# FAN - Fantastic Holdings



## dav_cams (2 March 2010)

Anyone know any recent broker reports for this stock? Recent results seem good, would be interesting to know more.


----------



## Rainmaker2000 (2 March 2010)

FAN is one of my all time favourite stocks.......a small cap so not much broker coverage......but better than that........

Management is of highest quality and trust.........so I don't exactly need some useless broker rehashing mgments forecast and acting as if they know the future.

FAN is one of few stocks.........that fits model of classic growth story, as conceived by Phillip Fisher......

This baby grows from operating cashflows and gives the rest to shareholders.......if it's good enough for Buffet, it's good enough for me......

Unfortunately, the quality of the growth story has declined in recent years...........as earnings margins are not what they were when the Fantastic brand was rolling out early on.......

I think my latest financial analysis has them earning 8cents net profit from each revenue $...........back in 2004, for example, that was over 12 cents and higher before that

Still, a compelling growth story.......and I believe mgment, with their current 'reengineering'.........still get margins back near 10c each reveue 1$.......with continuing growth..........that will see the stock price double in not too long.......Go you sweet thang


----------



## alonso (18 December 2012)

> Unfortunately, the quality of the growth story has declined in recent years...........

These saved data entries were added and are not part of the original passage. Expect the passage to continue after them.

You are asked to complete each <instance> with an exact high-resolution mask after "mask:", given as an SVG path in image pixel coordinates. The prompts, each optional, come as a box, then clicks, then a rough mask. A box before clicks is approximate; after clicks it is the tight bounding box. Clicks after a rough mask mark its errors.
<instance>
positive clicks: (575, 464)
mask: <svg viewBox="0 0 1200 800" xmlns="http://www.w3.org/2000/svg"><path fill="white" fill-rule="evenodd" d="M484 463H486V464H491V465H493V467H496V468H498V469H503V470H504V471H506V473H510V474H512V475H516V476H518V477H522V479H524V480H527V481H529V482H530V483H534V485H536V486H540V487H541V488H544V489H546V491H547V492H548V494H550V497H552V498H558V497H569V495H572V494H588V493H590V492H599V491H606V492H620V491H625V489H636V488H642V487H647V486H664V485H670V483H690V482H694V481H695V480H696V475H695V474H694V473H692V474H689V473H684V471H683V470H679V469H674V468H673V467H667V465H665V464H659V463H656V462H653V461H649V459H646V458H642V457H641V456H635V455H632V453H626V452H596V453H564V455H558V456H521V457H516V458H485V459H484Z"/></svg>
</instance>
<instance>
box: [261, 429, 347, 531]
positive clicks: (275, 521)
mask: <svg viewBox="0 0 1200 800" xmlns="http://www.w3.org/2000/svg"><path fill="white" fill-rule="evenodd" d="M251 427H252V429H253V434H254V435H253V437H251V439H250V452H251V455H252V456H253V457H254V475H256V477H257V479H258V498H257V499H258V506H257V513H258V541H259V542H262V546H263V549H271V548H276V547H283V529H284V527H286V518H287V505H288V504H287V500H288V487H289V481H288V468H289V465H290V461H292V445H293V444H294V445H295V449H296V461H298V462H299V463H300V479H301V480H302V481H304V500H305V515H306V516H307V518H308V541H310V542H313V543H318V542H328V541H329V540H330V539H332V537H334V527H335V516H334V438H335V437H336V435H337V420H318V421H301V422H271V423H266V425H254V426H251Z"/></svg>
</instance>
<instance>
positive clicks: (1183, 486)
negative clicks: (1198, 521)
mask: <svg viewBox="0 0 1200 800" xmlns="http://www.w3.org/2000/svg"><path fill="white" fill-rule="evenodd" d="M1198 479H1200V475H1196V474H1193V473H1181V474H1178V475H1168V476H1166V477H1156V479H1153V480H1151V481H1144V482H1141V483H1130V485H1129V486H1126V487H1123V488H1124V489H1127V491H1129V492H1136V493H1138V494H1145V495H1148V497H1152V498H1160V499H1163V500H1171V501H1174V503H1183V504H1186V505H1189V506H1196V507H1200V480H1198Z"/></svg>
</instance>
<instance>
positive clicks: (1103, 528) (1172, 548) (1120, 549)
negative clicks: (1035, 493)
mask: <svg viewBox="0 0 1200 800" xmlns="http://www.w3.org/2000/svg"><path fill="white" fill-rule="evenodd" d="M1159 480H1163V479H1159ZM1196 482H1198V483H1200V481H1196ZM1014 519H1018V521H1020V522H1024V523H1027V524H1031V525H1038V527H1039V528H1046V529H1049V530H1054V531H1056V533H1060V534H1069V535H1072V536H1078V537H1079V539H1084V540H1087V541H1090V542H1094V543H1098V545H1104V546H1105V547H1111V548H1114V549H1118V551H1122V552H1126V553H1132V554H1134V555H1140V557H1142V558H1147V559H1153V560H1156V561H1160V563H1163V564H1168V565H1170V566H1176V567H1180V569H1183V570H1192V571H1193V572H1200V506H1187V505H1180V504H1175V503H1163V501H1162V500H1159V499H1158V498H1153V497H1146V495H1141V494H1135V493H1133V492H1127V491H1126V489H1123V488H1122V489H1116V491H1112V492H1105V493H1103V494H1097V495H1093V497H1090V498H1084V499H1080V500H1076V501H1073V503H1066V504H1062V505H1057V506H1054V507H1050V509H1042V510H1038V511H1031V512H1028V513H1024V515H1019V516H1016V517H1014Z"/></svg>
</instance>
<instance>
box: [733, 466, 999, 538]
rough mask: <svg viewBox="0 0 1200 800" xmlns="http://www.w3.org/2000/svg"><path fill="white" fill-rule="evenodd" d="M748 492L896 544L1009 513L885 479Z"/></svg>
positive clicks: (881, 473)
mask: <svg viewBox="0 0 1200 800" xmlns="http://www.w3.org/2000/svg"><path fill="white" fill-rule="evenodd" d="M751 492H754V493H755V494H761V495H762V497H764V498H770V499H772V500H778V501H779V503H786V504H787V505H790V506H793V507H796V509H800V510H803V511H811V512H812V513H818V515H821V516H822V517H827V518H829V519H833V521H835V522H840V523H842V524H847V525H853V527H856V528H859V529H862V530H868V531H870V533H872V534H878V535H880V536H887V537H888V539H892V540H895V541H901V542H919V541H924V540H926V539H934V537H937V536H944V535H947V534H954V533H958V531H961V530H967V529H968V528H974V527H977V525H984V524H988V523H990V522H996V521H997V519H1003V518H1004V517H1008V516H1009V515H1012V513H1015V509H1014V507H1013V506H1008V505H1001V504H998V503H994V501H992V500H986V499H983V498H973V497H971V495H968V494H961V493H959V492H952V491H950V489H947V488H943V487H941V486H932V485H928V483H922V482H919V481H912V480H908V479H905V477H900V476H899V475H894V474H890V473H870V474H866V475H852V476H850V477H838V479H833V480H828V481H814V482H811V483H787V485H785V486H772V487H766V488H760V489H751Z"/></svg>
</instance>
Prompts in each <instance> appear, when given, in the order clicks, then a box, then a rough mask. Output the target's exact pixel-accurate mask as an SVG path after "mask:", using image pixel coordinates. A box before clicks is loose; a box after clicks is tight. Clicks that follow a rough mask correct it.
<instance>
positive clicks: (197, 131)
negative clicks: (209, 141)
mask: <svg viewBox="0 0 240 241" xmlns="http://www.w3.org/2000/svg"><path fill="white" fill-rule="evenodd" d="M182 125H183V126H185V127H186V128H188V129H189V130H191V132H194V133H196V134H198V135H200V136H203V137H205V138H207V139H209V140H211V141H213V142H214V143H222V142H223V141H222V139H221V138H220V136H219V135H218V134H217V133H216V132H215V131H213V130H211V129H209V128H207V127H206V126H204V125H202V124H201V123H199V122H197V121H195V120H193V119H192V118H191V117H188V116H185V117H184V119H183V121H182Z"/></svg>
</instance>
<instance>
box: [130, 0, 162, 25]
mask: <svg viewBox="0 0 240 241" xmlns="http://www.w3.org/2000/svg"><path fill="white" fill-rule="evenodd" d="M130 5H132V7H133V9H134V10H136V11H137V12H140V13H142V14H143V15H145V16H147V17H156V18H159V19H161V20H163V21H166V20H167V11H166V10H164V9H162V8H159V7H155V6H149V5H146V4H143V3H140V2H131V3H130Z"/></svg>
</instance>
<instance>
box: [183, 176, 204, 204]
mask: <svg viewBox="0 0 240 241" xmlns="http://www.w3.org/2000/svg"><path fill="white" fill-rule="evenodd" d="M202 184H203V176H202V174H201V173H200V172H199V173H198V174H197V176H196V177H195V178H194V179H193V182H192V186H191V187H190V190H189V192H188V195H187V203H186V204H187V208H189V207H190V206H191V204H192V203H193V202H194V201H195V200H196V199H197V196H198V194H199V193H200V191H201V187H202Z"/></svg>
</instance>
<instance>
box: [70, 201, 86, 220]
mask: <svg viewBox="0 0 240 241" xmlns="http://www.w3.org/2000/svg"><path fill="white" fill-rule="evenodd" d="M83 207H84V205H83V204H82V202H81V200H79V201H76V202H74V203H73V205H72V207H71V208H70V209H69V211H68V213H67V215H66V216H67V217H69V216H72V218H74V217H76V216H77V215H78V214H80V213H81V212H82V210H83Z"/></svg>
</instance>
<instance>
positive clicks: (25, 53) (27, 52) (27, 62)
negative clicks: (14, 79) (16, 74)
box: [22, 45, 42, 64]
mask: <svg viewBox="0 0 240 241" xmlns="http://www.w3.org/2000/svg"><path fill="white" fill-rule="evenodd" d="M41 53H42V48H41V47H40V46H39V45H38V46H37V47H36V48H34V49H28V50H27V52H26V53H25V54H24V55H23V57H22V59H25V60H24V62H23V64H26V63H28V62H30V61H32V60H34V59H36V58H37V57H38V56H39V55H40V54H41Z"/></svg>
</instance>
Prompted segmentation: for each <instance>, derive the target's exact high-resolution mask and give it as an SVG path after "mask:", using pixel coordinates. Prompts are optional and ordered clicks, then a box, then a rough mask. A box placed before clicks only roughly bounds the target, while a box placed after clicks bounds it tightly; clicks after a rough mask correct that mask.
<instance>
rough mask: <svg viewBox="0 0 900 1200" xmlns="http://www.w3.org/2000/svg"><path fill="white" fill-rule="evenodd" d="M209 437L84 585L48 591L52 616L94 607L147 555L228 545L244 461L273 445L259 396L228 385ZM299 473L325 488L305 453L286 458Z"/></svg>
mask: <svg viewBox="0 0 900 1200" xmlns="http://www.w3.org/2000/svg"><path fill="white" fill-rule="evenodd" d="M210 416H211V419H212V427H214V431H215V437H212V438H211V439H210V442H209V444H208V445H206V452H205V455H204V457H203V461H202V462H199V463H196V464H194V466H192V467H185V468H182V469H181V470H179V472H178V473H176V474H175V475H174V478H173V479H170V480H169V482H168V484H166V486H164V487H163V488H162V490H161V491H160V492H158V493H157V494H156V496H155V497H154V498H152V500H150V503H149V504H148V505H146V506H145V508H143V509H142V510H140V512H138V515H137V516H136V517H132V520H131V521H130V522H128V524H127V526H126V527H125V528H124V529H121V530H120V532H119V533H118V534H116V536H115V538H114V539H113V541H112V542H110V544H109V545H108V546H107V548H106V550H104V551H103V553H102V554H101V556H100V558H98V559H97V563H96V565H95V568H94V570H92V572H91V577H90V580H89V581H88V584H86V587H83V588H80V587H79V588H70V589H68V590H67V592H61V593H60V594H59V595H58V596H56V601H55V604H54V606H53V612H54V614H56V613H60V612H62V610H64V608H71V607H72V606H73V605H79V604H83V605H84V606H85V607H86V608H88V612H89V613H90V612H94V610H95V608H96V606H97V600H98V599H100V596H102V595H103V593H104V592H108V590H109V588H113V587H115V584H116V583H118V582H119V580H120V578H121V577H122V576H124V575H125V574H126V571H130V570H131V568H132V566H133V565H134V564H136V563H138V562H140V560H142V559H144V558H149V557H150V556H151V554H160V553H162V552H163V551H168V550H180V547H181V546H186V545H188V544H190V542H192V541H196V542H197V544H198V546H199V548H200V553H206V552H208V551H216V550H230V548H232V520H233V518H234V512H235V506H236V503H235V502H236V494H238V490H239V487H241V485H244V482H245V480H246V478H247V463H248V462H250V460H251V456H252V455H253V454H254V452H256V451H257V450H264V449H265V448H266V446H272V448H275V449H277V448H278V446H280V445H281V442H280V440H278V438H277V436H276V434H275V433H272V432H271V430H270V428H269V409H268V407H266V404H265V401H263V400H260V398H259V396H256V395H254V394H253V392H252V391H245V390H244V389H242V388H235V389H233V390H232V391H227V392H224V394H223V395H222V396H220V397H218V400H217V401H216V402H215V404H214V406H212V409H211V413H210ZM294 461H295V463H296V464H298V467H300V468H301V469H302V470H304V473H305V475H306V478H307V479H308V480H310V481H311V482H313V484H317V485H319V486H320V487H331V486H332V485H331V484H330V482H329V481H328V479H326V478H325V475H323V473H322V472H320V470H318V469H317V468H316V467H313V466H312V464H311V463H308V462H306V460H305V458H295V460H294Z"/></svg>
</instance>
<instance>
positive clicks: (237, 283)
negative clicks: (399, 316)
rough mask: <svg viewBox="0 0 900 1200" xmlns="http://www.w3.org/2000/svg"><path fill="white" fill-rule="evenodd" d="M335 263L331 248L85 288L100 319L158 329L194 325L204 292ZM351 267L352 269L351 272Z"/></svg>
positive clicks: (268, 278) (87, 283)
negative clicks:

Since you wrote that 2 years ago Rainmaker, I think you'll agree that FAN has done very well. Up about 40% since I got in this year.
A new CEO has been appointed as you probably know, with impressive credentials.
I stand back and look with amazement at how this company has done so well in the retail downturn, but at the same time when I go into their stores and do business with them it's not difficult to understand.


----------



## PinguPingu (19 December 2012)

Id also gather its quite hard to buy large furniture items over the internet and be sure you like it, not to mention the shipping costs.


----------



## alonso (23 October 2015)

I continue to hold here and look for opportunities to top up.
The stock continues to trade above a rising WMA 200 and there are indications it is in an oversold position, always bearing in mind it is a low turnover stock.


----------



## alonso (27 October 2015)

Good figures to read in Chair & MD's statements out today.


----------



## Knobby22 (27 January 2016)

Mass resignations combined with a rather nice profit prediction. Love to know what is happening.
present price weakness may get interested in buying in but feel I don't know enough.


----------